Syrian refugees walk towards a crossing point at Greece's border with Macedonia, near the Greek village of Idomeni, September 8, 2015. Greece asked the European Union for aid to prevent it being overwhelmed by refugees, as a minister said arrivals on Lesbos had swollen to three times as many as the island could handle. Reuters/Yannis Behrakis

Prime Minister Tony Abbott has formally announced the Cabinet's decision to allow 12,000 more refugees into the country, along with a $44 million aid package to support 24,000 displaced refugees in Turkey, Lebanon and Jordan through the United Nations, to deal with the refugee crisis in Europe. The Cabinet met on Wednesday to take a call on the issue.

Mr Abbott said that Australia would be moving quickly to resettle the refugees after they go through regular security checks, which will include health and character checks. The prime minister also said that while Australia will be trying to resettle the 12,000 additional refugees as quickly as possible, the government will not putting a timetable on it because of the checks.
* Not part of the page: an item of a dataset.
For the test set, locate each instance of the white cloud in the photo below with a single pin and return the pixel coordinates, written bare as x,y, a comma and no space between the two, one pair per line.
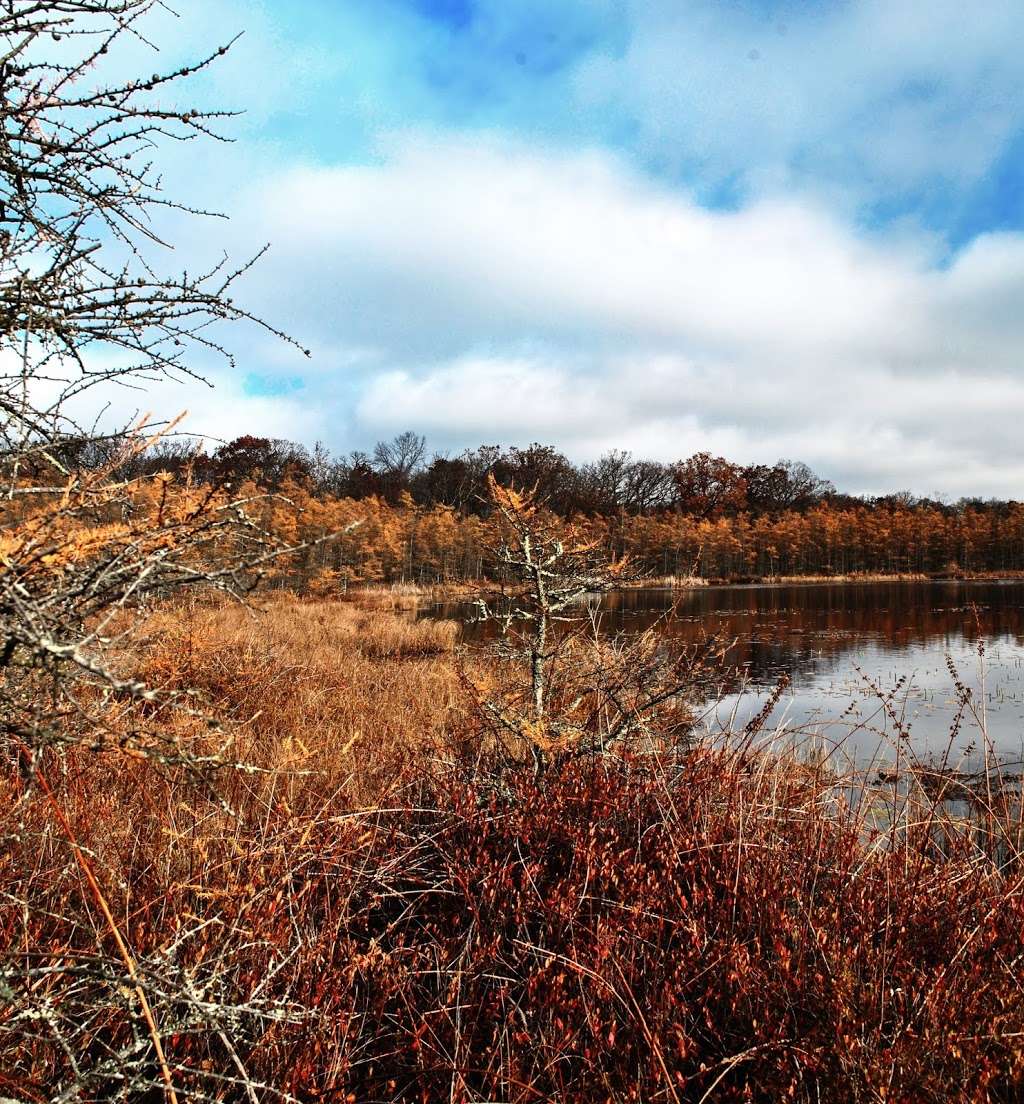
513,294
“It is important we act with our head as well as our heart here,” Mr Abbott said on the policy that targets ethnic and religious minorities, particularly women, children and families - groups he called “the most vulnerable of all”.

Australia will furthermore be providing economic support through the United Nations High Commissioner for Refugees (UNHCR) to 24,000 displaced people in countries neighbouring Syria and Iraq. The amount is around AU$44 million, which will bring the total figure up to AU$230 million for the current humanitarian crisis.
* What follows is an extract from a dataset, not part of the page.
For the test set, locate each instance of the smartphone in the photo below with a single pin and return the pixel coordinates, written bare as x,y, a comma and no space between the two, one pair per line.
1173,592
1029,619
“With the coming winter, there are urgent needs to provide basic equipment and support, shelter kits, clean safe, drinking water, food, support for women and girls, and so we have come up with this package to support 240,000 people,” foreign minister Julie Bishop said regarding the further aid package. “This additional assistance will be very timely. We can do it immediately.”
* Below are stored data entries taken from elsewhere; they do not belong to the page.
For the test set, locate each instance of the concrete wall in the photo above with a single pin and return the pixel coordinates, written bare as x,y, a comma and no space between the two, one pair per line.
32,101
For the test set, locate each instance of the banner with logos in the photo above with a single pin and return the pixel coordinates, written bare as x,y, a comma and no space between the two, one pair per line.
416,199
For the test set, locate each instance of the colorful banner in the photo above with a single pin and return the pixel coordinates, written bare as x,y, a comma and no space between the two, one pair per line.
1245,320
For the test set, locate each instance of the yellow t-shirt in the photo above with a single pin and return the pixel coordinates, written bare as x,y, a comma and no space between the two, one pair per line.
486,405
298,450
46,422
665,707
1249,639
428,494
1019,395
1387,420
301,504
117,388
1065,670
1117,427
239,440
Immigration Minister Peter Dutton flew to Geneva earlier this week to discuss ways in which Australia could increase its efforts in resolving the humanitarian crisis that ensued in Syria as a result of a civil war. Australia was initially reluctant to increase its annual refugee quota over 13,000, with Cabinet Minister Christopher Pyne saying that Australia has already been doing much more for the homeless refugees than Germany, France or the U.K.

The Abbott government had also wanted to restrict the intake to Christian minorities in Syria amidst demands to allow a larger number of refugees into the country. Labor wanted the government to let in 10,000 more refugees, whereas the Greens had been pushing to double that number.

Cabinet Ministers also joined the call for increasing the humanitarian role of Australia. While communications minister Malcolm Turnbull demanded to allow more Syrian Christians to take refuge in Australia, Foreign Minister Julie Bishop advocated for other Syrian minorities like Yazidis.

"[Syrian Christians] are a minority, they survived in Syria, they've been there for thousands of years, literally since the time of Christ," Turnbull said. "But in an increasingly sectarian Middle East, you have to ask whether the, the gaps, the spaces that they were able to live and survive in will any longer be available."

However, the government's final decision will allow the intake of refugees from different religious and ethnic minority groups. “We have a colour-blind policy in terms of humanitarian support and that will not be changing,” Pyne said in Canberra on Wednesday.